True Love Leaves No Traces

by laireshi



Category: Marvel Cinematic Universe, The Avengers (Marvel Movies)
Genre: Angst, Avengers: Infinity War Part 1 (Movie) Trailer, Bleeding Edge armour, Extremis, Guilt, M/M, Not A Fix-It, Post-Captain America: Civil War (Movie)
Language: English
Status: Completed
Published: 2018-02-06
Updated: 2018-02-06
Packaged: 2019-03-14 12:32:31
Rating: Teen And Up Audiences
Warnings: No Archive Warnings Apply
Chapters: 1
Words: 1,448
Publisher: archiveofourown.org
Story URL: https://archiveofourown.org/works/13590129
Author URL: https://archiveofourown.org/users/laireshi/pseuds/laireshi
Summary: Tony builds himself a new armour; one that maybe will protect his heart. Steve calls.“Tony,” Steve breathes down the line. “I—”Realisation hits. “This isn’t an emergency,” Tony says.“I’ve heard about your heart.”

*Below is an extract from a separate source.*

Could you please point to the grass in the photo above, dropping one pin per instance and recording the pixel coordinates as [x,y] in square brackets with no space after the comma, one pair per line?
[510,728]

	True Love Leaves No Traces

**Author's Note:**

> Thanks for beta to [runningondreams](http://archiveofourown.org/users/runningondreams)!
> 
> Inspired by the latest Infinity War teaser. No spoilers aside from what was in the official trailers: I avoid any behind-the-scenes pictures or interviews myself. (Please don't spoil me in the comments!)
> 
> Also a fill for the "protection" square on my stony bingo card.
> 
> There's a Chinese translation by [fromgodwithlove](http://archiveofourown.org/users/fromgodwithlove/pseuds/fromgodwithlove) available in a few places: [1](http://archiveofourown.org/works/13645296), [2](http://www.mtslash.net/thread-248740-1-1.html), [3](http://guzhiduili.lofter.com/post/1eeacfd1_123d729b), [4](http://hailstony.actbbs.com/thread-5786-1-1.html),

Life after Siberia is a selection of scenes. Tony hates it, hates that there’s a _life after Siberia_ in the first place, hates that something that had no right to break shattered into fragments so minuscule there’s no hope of placing them back together.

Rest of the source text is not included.